# Linework Training



## Metersocket648 (Feb 8, 2021)

In lineman trade school training, did they ever energize the lines in the training yard/pole yard when doing training?


----------



## SWDweller (Dec 9, 2020)

Long ago when I did the work the lines were only turned off by nature. Everything we did was hot from the beginning. Not to say that they do not have you on the ground and watching the LM your serving. You watch with curiosity in the beginning then when the light bulb goes off; you watch to see how they do the job with out dying cause soon your going to be up there. My schooling was with a REC in Iowa. (rural electric cooperative)
If your going to a trade school I doubt you will be working on live lines. In the beginning it is hard enough to get up and down the pole with out kissing it. 

Always keep the pole away from you.


----------



## MikeFL (Apr 16, 2016)

There's a facility close by us that trains pole climbing & work.
It's a telco facility. 
Nothing's hot.

I'd imagine each entity has their own setup to suit their needs. Going with a POCO (hydro to speak your tongue) I'm sure it's going to be hot at some point, and maybe even from the start, so you never get over confident with respect to voltage.
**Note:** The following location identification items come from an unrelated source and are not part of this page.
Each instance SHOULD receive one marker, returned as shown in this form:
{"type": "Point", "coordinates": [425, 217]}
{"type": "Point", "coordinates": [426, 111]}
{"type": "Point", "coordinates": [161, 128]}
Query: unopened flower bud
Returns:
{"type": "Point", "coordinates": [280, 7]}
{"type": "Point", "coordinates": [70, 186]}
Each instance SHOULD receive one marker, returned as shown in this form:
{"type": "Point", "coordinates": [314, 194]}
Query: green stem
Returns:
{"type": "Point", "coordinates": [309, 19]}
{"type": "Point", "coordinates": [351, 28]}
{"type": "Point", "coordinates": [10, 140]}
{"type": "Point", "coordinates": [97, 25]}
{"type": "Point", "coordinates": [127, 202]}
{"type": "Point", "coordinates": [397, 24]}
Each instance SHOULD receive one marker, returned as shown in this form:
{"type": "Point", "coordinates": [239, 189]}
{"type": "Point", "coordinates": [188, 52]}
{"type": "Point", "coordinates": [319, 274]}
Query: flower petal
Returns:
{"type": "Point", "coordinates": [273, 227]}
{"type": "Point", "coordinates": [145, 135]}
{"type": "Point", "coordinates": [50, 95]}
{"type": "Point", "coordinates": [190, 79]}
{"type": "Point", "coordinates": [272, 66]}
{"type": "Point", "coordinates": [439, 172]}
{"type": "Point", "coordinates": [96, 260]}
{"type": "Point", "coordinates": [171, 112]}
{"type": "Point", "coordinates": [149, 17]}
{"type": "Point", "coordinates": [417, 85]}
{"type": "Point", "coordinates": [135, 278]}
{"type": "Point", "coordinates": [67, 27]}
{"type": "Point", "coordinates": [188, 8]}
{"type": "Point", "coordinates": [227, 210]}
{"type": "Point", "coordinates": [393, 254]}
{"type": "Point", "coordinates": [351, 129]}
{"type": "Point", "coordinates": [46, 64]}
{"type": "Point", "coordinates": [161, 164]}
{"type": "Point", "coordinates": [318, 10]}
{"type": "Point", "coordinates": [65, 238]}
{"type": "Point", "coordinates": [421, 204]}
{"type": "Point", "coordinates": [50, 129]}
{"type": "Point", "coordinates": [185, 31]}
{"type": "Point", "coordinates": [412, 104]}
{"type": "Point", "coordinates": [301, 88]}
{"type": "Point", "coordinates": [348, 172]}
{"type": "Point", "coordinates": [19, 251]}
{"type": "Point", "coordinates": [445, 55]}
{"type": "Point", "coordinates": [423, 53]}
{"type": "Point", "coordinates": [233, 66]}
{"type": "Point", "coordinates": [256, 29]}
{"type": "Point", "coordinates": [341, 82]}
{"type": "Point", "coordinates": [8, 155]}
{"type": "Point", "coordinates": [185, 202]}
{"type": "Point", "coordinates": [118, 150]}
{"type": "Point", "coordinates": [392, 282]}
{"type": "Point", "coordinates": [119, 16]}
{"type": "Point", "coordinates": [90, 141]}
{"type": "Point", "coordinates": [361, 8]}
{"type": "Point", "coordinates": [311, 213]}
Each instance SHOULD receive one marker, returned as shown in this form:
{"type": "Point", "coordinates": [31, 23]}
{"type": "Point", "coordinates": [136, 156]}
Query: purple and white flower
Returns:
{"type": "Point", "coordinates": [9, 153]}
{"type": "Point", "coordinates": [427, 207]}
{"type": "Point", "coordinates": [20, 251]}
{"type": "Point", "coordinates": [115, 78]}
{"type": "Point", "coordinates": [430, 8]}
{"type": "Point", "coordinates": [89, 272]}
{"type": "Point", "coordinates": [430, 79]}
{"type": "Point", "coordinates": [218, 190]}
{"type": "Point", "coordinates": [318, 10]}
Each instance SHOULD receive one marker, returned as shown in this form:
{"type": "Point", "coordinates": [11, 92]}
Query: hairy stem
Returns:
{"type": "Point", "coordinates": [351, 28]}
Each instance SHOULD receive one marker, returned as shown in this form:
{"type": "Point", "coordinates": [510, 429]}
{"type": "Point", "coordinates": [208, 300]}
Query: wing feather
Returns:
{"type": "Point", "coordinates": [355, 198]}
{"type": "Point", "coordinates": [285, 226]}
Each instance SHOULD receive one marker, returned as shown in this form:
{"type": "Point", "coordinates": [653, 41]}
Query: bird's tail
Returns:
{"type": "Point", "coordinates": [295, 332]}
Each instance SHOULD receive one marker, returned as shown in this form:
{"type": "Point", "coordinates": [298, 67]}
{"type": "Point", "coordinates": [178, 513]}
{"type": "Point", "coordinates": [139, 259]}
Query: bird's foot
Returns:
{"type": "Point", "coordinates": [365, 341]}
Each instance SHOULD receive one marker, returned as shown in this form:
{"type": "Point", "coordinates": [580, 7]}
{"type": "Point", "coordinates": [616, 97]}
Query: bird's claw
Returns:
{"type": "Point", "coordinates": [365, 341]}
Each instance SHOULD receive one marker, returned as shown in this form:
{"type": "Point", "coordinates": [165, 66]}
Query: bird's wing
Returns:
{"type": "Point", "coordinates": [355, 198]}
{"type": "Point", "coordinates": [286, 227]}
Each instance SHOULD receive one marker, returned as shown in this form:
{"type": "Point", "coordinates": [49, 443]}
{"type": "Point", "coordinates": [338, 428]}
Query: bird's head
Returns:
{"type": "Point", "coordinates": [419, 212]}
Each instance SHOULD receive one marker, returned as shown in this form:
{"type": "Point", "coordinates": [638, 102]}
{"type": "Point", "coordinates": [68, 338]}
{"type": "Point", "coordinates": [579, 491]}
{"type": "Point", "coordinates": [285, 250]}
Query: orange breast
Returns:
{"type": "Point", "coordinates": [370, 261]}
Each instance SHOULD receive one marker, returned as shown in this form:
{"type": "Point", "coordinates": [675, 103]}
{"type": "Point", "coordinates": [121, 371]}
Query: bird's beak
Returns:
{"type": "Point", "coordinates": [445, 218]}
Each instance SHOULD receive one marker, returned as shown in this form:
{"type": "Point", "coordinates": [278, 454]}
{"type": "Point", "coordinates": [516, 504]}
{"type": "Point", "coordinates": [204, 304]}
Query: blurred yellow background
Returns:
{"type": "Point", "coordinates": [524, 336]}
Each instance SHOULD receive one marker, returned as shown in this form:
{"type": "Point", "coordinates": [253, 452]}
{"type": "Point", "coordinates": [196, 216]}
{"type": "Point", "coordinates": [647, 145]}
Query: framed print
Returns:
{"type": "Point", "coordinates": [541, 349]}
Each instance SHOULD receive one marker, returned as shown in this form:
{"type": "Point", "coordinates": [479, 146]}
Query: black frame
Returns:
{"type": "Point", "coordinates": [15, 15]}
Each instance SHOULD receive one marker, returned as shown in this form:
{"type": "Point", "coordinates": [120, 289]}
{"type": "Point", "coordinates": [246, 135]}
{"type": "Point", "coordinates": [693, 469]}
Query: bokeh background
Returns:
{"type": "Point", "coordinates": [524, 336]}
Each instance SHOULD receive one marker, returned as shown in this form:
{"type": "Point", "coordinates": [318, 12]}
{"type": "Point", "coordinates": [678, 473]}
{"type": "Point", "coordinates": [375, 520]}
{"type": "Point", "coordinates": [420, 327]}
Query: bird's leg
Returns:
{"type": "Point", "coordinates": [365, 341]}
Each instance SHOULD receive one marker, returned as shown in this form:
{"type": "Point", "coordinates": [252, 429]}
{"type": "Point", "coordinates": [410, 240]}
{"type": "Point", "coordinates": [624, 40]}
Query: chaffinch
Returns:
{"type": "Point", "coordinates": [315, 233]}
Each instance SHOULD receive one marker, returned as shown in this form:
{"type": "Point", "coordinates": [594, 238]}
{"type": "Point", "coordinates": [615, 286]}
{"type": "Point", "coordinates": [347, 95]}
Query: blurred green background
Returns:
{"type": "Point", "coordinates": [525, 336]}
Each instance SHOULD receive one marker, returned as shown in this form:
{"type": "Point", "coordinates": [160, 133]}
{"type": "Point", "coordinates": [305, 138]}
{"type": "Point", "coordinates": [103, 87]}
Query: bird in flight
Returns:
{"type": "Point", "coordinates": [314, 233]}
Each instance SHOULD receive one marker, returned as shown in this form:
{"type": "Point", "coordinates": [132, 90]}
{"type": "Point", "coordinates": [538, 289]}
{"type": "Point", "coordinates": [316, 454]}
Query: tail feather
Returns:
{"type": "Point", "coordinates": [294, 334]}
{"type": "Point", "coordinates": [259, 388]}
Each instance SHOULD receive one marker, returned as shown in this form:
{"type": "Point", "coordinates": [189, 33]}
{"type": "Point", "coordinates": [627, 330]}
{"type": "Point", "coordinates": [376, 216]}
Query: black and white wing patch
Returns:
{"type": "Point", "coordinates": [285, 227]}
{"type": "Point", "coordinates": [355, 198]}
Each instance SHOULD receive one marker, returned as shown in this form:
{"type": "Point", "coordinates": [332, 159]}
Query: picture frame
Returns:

Glad to hear a 24 year old is going to do this. 
Best of success & stay safe up there up there.


----------



## Metersocket648 (Feb 8, 2021)

MikeFL said:


> There's a facility close by us that trains pole climbing & work.
> It's a telco facility.
> Nothing's hot.
> 
> ...


Its been a dream I had growing up since I was in grade 4, and now since there is an increasing demand for linemen, I had to take the opportunity, ive always wanted to do chopper work too, barehanding a 765kV transmission line on a chopper just sounds god like


----------